If you haven’t done this in many years, drop everything and do it – now. Keep your eyes open and appreciate what the world looks like upside down. Looking at the world upside down can bring you to a deeper understanding of change – to become aware that – this too shall pass. It helps to cultivate patience and compassion towards ourselves and others, especially if you are battling emotional demons or mending relationships.
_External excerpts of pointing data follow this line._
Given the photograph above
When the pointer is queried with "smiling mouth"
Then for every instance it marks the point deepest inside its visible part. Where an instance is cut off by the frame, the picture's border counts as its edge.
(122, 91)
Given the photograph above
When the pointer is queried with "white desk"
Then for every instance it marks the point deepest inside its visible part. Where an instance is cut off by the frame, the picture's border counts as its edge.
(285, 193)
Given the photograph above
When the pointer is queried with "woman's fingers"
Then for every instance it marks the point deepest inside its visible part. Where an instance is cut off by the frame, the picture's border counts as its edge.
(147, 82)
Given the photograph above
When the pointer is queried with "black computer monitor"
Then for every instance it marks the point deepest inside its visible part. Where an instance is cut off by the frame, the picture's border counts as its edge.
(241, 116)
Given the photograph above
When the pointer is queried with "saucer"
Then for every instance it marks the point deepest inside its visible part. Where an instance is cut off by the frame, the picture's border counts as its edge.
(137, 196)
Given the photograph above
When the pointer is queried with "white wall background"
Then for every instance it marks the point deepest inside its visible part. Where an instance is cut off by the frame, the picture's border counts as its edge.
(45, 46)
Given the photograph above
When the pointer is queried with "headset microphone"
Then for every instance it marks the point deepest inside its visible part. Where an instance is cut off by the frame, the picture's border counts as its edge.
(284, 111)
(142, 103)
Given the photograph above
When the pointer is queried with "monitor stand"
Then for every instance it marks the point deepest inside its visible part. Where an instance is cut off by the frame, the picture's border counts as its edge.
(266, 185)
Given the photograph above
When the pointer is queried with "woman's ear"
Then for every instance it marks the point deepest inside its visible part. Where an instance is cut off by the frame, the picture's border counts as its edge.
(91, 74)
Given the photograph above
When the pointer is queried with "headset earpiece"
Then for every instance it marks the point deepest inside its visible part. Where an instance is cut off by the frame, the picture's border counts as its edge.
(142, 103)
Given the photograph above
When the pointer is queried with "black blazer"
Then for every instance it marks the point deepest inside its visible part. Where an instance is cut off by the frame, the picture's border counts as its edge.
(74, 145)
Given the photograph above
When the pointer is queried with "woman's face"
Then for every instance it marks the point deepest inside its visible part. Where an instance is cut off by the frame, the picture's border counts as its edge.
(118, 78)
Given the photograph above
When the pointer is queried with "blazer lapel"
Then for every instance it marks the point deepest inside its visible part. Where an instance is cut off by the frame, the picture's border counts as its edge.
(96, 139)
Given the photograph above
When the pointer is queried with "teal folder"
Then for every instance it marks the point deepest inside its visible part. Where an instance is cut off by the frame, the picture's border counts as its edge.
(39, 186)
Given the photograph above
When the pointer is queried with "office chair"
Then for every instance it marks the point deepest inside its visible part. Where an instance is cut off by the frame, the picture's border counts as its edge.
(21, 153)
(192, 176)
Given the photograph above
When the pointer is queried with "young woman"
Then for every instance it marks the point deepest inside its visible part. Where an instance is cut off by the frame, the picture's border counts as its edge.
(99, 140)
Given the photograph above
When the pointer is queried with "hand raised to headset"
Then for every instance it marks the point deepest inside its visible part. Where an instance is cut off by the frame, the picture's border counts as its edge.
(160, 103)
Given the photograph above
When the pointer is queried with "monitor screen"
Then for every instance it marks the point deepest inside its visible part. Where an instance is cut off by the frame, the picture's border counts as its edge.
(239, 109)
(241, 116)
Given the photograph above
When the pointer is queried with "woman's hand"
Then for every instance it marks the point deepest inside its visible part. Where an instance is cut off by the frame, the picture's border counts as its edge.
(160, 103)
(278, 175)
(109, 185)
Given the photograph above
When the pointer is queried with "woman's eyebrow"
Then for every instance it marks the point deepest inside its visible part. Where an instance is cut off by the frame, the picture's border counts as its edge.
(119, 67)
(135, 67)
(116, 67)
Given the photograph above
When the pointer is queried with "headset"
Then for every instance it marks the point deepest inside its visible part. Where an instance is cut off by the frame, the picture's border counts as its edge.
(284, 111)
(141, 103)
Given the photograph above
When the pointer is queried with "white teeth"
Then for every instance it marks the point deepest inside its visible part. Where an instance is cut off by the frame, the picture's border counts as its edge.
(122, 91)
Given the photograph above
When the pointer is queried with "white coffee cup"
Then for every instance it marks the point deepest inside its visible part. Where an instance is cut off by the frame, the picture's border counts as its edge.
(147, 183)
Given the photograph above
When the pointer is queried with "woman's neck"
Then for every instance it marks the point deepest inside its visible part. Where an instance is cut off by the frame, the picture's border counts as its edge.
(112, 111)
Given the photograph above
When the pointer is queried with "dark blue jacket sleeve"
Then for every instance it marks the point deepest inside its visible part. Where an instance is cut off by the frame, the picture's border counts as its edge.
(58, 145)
Finally, we settled in Shavasana, Corpse Pose. The body was ready to shut down. Our eyes closed savoring a quick snapshot of the infinite vastness. The mind was guided to anchor to the breath – inhaling without future expectations, holding to notice the present, even if it was fleeting, and exhaling the past without any regrets – words of the wise. Although the senses were actively engaged in an outward practice earlier, they did not resist to turn inward. If I may speak for everyone, we enjoyed a well-deserved rest. We were fanned by a gentle breeze for a refreshing slumber. We were sung to a restful sleep by the birds.
Thank you all for sharing this wonderful, uplifting yoga-asana practice to welcome the first day of summer. Hope this blog captured everyone’s experience of what it was like to practice yoga-asana with nature’s best. If it did not, please share the experience in your own words in the comments section so the readers can get a better sense.